1.18 Who Handles Wildcards?

Wildcards (1.16) are actually defined by the UNIX shells, rather than the UNIX filesystem. In theory, a new shell could define new wildcards, and consequently, we should discuss wildcarding when we discuss the shell. In practice, all UNIX shells (including ksh, bash, and other variants (1.8)) honor the same wildcard conventions, and we don't expect to see anyone change the rules. (But different shells do different things when a wildcard doesn't match (15.4).)

You may see different wildcarding if you buy a special-purpose shell that emulates another operating system (for example, a shell that looks like DEC's DCL)-in this case, your shell will obey the other operating system's wildcard rules. But even in this case, operating system designers stick to a reasonably similar set of wildcard rules.

The fact that the shell defines wildcards, rather than the filesystem itself or the program you're running, has some important implications for a few commands. Most of the time, a program never sees wildcards. For example, typing:

% lpr *

is exactly the same as typing:

% lpr file1 file2 file3 file4 file5

In this case everything works as expected. But there are other situations in which wildcards don't work at all. Assume you want to read some files from a tape, which requires the command tar x (20.4), so you type the command tar x *.txt. Will you be happy or disappointed?

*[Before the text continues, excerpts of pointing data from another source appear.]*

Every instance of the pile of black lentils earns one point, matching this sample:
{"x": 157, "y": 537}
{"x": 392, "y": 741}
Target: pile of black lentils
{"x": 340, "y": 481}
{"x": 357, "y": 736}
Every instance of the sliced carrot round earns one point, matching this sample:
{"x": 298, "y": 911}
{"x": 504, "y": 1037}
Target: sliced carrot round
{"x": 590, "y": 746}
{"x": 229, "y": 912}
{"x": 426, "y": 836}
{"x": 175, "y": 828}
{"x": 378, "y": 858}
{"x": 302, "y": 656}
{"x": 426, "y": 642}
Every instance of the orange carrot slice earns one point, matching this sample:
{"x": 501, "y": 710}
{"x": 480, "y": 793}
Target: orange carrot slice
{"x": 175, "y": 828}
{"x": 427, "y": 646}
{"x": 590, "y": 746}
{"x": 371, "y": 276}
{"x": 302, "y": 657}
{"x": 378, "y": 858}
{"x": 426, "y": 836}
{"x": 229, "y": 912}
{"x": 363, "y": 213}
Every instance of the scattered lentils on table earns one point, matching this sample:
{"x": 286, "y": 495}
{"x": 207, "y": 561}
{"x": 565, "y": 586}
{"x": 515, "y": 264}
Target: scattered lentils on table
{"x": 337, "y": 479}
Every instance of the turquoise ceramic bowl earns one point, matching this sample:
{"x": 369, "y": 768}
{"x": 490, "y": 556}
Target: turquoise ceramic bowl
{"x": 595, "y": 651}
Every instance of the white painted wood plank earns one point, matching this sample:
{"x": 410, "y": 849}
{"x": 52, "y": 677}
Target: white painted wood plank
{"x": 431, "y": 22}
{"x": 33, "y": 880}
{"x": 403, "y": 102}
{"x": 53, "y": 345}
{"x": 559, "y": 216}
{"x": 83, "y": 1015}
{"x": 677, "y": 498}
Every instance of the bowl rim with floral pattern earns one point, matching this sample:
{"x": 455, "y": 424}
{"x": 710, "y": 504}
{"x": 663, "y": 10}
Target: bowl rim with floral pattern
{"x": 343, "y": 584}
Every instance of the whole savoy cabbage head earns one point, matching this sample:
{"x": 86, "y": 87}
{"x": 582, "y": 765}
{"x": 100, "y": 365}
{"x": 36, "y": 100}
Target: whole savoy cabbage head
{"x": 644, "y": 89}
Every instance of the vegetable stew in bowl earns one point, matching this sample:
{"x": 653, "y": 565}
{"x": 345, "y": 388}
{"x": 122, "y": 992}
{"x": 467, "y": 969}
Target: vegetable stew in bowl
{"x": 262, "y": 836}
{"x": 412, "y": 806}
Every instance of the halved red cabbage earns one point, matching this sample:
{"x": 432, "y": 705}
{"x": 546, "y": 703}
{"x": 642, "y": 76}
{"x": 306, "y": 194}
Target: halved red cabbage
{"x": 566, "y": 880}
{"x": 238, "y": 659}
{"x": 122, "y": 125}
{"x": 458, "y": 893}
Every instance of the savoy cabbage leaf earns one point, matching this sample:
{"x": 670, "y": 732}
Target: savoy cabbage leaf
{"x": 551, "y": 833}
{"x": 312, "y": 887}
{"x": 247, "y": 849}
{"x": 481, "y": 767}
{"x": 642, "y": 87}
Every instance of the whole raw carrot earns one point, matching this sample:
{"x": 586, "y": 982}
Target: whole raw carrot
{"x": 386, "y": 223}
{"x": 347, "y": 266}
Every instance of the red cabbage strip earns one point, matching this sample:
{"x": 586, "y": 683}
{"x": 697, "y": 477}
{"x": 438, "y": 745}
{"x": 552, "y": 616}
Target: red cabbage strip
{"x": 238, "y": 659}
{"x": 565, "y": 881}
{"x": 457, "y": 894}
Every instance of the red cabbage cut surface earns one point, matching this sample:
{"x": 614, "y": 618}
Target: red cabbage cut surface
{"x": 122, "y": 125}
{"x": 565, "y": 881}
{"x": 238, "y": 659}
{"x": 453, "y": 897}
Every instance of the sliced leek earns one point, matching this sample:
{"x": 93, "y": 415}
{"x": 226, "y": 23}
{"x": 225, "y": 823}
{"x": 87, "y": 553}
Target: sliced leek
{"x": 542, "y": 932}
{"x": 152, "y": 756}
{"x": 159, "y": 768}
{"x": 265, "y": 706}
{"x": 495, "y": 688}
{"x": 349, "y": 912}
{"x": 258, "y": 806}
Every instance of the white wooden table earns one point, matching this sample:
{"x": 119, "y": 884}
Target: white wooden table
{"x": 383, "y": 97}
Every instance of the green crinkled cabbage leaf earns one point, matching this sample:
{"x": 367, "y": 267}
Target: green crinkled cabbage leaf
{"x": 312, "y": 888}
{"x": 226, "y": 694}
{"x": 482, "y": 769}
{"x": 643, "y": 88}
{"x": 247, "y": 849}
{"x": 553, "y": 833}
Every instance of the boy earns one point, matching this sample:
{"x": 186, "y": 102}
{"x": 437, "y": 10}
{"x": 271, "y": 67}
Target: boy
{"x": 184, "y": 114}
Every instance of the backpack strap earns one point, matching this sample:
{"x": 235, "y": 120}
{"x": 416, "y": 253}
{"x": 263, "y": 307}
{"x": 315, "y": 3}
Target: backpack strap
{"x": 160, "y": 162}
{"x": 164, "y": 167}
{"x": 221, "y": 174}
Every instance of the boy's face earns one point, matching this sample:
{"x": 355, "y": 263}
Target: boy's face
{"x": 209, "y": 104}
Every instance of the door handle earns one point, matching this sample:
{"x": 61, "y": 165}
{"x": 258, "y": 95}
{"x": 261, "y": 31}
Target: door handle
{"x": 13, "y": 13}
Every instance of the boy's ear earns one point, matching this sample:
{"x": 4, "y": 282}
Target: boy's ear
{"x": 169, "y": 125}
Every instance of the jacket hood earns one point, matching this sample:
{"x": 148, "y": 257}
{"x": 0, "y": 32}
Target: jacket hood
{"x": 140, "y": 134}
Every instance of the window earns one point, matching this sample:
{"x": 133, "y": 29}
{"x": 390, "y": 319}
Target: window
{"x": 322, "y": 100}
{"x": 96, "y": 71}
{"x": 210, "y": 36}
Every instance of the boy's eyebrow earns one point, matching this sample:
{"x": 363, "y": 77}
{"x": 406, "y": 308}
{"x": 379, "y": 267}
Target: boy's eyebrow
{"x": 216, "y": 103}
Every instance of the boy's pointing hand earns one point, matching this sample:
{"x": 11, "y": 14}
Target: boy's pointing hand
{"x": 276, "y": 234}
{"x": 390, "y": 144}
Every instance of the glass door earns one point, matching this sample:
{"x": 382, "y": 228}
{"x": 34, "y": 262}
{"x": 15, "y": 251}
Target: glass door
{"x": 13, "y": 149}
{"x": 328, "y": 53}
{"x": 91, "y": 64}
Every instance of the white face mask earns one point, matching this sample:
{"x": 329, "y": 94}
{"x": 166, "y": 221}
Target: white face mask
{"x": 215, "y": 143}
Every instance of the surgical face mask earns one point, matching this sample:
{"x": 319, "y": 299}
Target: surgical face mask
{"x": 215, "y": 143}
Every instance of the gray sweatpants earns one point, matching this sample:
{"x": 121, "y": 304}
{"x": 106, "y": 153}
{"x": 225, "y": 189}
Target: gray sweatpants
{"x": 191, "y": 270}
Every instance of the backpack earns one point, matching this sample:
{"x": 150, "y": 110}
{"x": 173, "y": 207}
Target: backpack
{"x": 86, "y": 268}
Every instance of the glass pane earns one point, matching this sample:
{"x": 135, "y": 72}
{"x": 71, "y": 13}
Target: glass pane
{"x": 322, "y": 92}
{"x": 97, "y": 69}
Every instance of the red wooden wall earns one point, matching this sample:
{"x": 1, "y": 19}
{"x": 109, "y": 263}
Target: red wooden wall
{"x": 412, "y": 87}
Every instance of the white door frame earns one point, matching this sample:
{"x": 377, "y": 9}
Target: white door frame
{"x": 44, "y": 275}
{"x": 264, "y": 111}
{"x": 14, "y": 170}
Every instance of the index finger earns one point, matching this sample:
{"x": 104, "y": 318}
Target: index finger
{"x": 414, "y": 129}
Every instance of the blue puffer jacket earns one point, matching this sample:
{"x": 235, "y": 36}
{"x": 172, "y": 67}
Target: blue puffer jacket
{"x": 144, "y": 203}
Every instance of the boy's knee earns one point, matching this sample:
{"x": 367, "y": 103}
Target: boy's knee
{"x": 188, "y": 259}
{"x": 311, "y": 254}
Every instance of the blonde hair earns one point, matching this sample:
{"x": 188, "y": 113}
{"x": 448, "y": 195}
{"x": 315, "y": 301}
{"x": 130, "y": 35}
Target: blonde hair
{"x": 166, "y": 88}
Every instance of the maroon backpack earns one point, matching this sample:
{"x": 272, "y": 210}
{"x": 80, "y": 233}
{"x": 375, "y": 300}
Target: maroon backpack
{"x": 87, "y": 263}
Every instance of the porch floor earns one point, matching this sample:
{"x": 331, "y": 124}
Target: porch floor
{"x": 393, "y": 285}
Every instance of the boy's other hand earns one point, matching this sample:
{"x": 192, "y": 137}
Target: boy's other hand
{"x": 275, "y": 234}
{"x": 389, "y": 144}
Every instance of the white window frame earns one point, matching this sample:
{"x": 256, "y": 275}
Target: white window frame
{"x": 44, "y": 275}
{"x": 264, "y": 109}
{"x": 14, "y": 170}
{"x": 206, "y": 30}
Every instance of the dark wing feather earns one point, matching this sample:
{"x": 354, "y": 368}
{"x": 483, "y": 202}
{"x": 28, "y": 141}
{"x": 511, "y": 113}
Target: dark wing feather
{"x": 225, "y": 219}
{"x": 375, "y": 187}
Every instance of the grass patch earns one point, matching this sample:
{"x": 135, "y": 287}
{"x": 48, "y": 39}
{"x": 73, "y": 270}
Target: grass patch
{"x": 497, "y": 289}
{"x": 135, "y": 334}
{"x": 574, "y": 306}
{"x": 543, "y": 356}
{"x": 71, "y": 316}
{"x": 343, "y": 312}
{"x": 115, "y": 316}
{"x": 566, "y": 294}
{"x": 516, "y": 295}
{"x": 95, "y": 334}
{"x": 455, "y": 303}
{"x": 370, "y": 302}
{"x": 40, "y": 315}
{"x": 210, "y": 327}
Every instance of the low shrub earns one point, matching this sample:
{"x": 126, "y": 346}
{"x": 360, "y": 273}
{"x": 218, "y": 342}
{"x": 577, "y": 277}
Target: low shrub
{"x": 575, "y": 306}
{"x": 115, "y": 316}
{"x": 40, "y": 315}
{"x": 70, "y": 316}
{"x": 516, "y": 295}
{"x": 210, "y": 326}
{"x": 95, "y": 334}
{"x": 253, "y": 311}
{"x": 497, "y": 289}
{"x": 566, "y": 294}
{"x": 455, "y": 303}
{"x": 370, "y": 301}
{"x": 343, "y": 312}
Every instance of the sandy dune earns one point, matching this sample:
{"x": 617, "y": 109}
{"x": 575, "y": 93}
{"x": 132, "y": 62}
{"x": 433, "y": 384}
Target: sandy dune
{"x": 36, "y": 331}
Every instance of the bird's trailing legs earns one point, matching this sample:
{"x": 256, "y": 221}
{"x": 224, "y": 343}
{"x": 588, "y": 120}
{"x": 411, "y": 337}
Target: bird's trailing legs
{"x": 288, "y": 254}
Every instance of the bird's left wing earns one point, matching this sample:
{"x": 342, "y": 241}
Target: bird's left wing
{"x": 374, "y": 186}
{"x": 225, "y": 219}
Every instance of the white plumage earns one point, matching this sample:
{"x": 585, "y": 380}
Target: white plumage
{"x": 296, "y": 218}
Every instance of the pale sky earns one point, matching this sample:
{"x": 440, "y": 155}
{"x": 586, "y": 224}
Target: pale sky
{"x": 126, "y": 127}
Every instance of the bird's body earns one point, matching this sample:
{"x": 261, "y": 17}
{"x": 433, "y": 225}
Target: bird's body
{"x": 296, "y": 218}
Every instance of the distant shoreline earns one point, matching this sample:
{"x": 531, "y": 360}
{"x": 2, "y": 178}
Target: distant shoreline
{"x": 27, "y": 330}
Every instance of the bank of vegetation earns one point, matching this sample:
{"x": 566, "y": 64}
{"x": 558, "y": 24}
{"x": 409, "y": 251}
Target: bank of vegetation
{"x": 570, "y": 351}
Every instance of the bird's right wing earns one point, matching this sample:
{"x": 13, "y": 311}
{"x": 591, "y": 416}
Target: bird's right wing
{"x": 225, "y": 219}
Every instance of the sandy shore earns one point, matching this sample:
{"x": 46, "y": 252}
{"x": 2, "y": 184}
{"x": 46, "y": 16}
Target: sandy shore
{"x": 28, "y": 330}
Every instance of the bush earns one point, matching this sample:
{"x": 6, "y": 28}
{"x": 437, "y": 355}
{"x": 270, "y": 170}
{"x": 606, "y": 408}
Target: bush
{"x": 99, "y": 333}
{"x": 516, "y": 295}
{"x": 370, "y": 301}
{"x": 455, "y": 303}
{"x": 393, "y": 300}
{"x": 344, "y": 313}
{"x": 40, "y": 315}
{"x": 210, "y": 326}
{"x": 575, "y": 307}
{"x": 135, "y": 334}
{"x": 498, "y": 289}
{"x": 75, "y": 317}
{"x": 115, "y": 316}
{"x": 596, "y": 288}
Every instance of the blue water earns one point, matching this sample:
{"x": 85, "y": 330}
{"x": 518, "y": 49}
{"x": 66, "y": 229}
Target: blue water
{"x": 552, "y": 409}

You'll be disappointed - unless older versions of the files you want are already in your current directory (1.21). The shell expands the wildcard *.txt, according to what's in the current directory, before it hands the completed command line over to tar for execution. All tar gets is a list of files. But you're probably not interested in the current directory; you probably want the wildcard * to be expanded on the tape, retrieving any *.txt files that the tape has.

There's a way to pass wildcards to programs, without having them interpreted by the shell. Simply put *.txt in quotes (8.14). The quotes prevent the UNIX shell from expanding the wildcard, passing it to the command unchanged. Programs that can be used in this way (like uucp and rcp (1.33)) know how to handle wildcards, obeying the same rules as the shell (in fact, these programs usually start a shell to interpret their arguments). You only need to make sure that the programs see the wildcards, that they aren't stripped by the shell before it passes the command line to the program. As a more general rule, you should be aware of when and why a wildcard gets expanded, and you should know how to make sure that wildcards are expanded at an appropriate time.

NOTE: If your shell understands the {} characters (9.5), you can use them because they can generate any string - not just filenames that already exist. You have to type the unique part of each name, but you only have to type the common part once. For example, to extract the files called project/wk9/summary, project/wk14/summary, and project/wk15/summary from a tar tape, you might use:

% tar xv project/wk{9,14,15}/summary
x project/wk9/summary, 3161 bytes, 7 tape blocks
x project/wk14/summary, 878 bytes, 2 tape blocks
x project/wk15/summary, 2268 bytes, 5 tape blocks

Some versions of tar understand wildcards, but many don't. There is a clever workaround (20.9).